Last updated: 2017-12-08

Code version: eeeae88

Import Data and packages:

Packages:

library(ggplot2)
library(dplyr)

Attaching package: 'dplyr'
The following objects are masked from 'package:stats':

    filter, lag
The following objects are masked from 'package:base':

    intersect, setdiff, setequal, union

Data:

gene_coverage_18486_count= read.csv("../data/gene_cov_count/gene_coverage_18486_count.txt", header=FALSE, sep="\t")

gene_coverage_18508_dep_count= read.csv("../data/gene_cov_count/gene_coverage_18508_dep_count.txt", header=FALSE, sep="\t")

gene_coverage_18508_nondep_count= read.csv("../data/gene_cov_count/gene_coverage_18508_nondep_count.txt", header=FALSE, sep="\t")

gene_coverage_19238_dep_count= read.csv("../data/gene_cov_count/gene_coverage_19238_dep_count.txt", header=FALSE, sep="\t")

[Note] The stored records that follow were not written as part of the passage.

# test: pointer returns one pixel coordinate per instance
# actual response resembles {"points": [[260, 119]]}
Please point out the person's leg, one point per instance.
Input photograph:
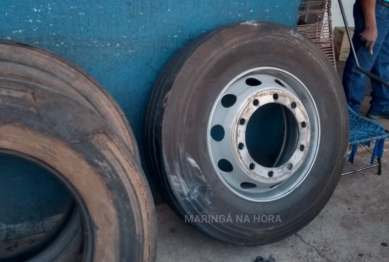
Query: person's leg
{"points": [[354, 81], [380, 95]]}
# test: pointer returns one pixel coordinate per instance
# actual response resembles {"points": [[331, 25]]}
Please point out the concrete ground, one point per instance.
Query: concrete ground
{"points": [[352, 227]]}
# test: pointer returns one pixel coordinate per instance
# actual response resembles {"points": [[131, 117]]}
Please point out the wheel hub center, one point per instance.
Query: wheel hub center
{"points": [[296, 136]]}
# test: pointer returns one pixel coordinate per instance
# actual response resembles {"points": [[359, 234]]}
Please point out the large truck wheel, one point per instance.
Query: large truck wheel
{"points": [[248, 129]]}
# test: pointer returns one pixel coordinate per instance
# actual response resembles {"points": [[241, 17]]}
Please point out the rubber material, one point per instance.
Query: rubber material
{"points": [[66, 245], [177, 120], [91, 159], [41, 244], [35, 65]]}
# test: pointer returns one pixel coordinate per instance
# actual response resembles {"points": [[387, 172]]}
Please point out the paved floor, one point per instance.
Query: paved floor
{"points": [[354, 226]]}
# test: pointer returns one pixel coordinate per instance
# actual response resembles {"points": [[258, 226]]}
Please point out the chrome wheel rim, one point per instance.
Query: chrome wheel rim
{"points": [[231, 150]]}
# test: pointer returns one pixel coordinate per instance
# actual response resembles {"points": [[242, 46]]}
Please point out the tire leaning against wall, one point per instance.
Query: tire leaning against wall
{"points": [[273, 63]]}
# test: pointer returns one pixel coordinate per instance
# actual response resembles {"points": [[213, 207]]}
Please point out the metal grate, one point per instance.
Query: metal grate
{"points": [[316, 24]]}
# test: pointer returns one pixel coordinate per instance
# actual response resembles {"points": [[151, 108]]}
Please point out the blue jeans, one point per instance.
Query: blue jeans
{"points": [[354, 82]]}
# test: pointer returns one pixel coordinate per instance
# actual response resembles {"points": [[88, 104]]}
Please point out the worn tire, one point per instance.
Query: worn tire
{"points": [[35, 65], [91, 159], [66, 246], [176, 128], [26, 252]]}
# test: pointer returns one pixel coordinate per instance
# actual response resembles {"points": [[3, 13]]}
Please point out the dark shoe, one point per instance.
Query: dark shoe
{"points": [[378, 114]]}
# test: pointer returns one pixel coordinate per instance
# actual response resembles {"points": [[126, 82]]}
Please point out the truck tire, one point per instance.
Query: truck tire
{"points": [[23, 252], [32, 64], [66, 246], [248, 130], [91, 159]]}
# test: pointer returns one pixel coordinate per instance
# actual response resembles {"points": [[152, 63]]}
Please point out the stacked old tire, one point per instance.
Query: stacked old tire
{"points": [[55, 115]]}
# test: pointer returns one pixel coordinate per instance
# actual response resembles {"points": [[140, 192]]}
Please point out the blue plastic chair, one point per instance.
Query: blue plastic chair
{"points": [[363, 132]]}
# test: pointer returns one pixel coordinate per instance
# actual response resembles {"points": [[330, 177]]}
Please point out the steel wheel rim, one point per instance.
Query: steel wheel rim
{"points": [[231, 113]]}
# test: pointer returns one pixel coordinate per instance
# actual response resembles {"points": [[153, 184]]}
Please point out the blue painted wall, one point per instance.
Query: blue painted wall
{"points": [[124, 44]]}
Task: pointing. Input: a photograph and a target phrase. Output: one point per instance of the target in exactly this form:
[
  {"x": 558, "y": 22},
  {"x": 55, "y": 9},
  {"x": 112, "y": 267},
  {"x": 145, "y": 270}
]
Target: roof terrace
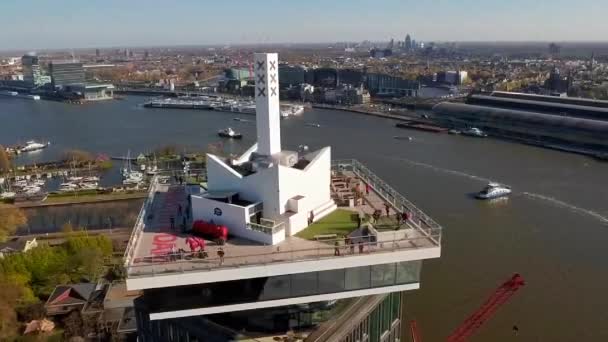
[{"x": 156, "y": 249}]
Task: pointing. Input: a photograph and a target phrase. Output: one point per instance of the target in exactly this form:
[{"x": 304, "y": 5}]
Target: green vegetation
[
  {"x": 105, "y": 164},
  {"x": 5, "y": 163},
  {"x": 10, "y": 219},
  {"x": 340, "y": 222},
  {"x": 28, "y": 278}
]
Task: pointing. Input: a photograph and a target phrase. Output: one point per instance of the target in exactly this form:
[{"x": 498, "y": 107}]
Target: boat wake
[
  {"x": 562, "y": 204},
  {"x": 443, "y": 170},
  {"x": 552, "y": 200}
]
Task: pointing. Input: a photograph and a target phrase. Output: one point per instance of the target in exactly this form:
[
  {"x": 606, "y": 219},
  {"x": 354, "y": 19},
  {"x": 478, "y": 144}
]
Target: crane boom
[
  {"x": 479, "y": 317},
  {"x": 487, "y": 309}
]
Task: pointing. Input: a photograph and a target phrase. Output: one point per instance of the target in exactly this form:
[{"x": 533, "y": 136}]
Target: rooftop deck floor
[{"x": 162, "y": 249}]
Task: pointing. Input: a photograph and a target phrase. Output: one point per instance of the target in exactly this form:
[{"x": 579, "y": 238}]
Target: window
[
  {"x": 408, "y": 272},
  {"x": 331, "y": 281},
  {"x": 304, "y": 284},
  {"x": 276, "y": 287},
  {"x": 383, "y": 275}
]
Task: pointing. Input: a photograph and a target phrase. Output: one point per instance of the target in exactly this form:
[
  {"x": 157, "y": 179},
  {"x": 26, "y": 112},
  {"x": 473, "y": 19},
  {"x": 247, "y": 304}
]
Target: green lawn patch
[{"x": 340, "y": 222}]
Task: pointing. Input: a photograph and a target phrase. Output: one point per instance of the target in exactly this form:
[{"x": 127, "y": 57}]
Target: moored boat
[
  {"x": 229, "y": 133},
  {"x": 493, "y": 190}
]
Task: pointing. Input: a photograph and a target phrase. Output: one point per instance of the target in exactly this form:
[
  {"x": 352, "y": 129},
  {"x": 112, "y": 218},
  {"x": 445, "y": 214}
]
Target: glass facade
[
  {"x": 380, "y": 321},
  {"x": 281, "y": 287},
  {"x": 65, "y": 74}
]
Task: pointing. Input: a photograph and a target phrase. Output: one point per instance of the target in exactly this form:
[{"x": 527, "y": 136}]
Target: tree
[
  {"x": 78, "y": 156},
  {"x": 11, "y": 218},
  {"x": 33, "y": 311},
  {"x": 73, "y": 325},
  {"x": 5, "y": 163},
  {"x": 10, "y": 298}
]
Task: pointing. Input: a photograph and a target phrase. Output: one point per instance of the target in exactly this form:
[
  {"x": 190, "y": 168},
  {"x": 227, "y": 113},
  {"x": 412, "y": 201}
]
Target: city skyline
[{"x": 72, "y": 24}]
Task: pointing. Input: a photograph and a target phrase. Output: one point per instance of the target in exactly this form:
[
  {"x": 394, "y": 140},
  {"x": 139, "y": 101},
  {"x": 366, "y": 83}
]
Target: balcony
[{"x": 151, "y": 264}]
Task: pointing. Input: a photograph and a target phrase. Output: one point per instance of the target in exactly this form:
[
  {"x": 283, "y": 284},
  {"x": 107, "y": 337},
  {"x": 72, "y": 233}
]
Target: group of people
[
  {"x": 182, "y": 212},
  {"x": 350, "y": 242}
]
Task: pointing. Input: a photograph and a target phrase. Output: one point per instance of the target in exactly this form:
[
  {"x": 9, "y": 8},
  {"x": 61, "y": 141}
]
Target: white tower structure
[
  {"x": 277, "y": 191},
  {"x": 265, "y": 197},
  {"x": 268, "y": 119}
]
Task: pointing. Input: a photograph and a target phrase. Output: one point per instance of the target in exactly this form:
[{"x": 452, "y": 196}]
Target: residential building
[
  {"x": 32, "y": 74},
  {"x": 386, "y": 85},
  {"x": 408, "y": 43},
  {"x": 273, "y": 272},
  {"x": 66, "y": 73},
  {"x": 17, "y": 245}
]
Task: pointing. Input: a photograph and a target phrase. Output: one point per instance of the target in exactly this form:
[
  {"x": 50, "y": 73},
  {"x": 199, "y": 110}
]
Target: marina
[
  {"x": 16, "y": 95},
  {"x": 239, "y": 106},
  {"x": 435, "y": 172}
]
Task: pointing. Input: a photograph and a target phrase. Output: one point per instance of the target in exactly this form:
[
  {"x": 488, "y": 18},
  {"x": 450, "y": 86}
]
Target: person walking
[{"x": 220, "y": 254}]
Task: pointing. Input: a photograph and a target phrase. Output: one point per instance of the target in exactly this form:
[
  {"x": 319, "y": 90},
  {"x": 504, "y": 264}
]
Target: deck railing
[
  {"x": 418, "y": 218},
  {"x": 177, "y": 262},
  {"x": 424, "y": 232},
  {"x": 266, "y": 226}
]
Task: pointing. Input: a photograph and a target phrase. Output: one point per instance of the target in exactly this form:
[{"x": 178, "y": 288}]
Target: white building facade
[{"x": 266, "y": 194}]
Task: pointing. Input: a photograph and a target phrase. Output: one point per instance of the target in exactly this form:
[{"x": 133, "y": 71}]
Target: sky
[{"x": 44, "y": 24}]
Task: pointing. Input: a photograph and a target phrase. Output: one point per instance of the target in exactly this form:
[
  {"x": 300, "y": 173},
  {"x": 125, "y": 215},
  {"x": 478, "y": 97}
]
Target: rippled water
[{"x": 553, "y": 230}]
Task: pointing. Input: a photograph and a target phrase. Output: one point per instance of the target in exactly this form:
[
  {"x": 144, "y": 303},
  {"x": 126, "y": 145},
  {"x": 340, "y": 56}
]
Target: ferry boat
[
  {"x": 474, "y": 132},
  {"x": 494, "y": 190},
  {"x": 7, "y": 195},
  {"x": 17, "y": 95},
  {"x": 289, "y": 110},
  {"x": 32, "y": 145},
  {"x": 229, "y": 133}
]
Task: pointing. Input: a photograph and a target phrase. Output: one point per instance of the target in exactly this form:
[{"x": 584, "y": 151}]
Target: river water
[{"x": 553, "y": 230}]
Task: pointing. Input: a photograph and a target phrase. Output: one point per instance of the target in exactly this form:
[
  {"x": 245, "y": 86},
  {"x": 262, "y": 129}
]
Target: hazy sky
[{"x": 37, "y": 24}]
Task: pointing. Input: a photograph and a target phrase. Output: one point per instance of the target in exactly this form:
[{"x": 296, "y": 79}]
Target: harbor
[
  {"x": 532, "y": 231},
  {"x": 218, "y": 103}
]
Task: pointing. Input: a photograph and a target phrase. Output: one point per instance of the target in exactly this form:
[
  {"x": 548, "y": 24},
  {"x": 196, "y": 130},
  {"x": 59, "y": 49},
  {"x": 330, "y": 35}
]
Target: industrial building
[
  {"x": 265, "y": 276},
  {"x": 32, "y": 73},
  {"x": 541, "y": 128},
  {"x": 66, "y": 73},
  {"x": 386, "y": 85},
  {"x": 544, "y": 104}
]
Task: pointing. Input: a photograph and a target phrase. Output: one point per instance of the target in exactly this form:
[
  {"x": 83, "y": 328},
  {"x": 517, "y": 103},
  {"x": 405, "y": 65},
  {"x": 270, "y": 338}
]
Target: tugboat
[
  {"x": 454, "y": 131},
  {"x": 32, "y": 145},
  {"x": 229, "y": 133},
  {"x": 601, "y": 156},
  {"x": 474, "y": 132},
  {"x": 493, "y": 190}
]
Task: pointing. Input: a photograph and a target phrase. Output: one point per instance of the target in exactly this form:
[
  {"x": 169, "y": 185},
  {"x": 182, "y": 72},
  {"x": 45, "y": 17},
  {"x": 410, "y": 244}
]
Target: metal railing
[
  {"x": 266, "y": 226},
  {"x": 424, "y": 233},
  {"x": 140, "y": 222},
  {"x": 177, "y": 262},
  {"x": 419, "y": 219}
]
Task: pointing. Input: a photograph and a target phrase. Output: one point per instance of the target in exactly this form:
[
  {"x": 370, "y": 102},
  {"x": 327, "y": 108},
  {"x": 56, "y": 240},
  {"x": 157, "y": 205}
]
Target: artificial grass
[{"x": 340, "y": 222}]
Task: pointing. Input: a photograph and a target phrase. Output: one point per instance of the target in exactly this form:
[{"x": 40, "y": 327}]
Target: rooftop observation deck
[{"x": 155, "y": 250}]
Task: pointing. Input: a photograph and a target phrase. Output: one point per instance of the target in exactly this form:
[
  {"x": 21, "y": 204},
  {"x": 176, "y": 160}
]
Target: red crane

gene_coverage_mayer_dep_count = read.csv("../data/gene_cov_count/gene_coverage_mayer_SRR1575922_count.txt", header=FALSE, sep="\t")

Add col names:

colnames(gene_coverage_18486_count) = c("chr", "start", "end", "name", "score", "strand", "counts")
colnames(gene_coverage_18508_dep_count)= c("chr", "start", "end", "name", "score", "strand", "counts")
colnames(gene_coverage_18508_nondep_count)=c("chr", "start", "end", "name", "score", "strand", "counts")
colnames(gene_coverage_19238_dep_count)= c("chr", "start", "end", "name", "score", "strand", "counts")
colnames(gene_coverage_mayer_dep_count)= c("chr", "start", "end", "name", "score", "strand", "counts")

Reformat each file

Add a column to each file with the library using dplyr.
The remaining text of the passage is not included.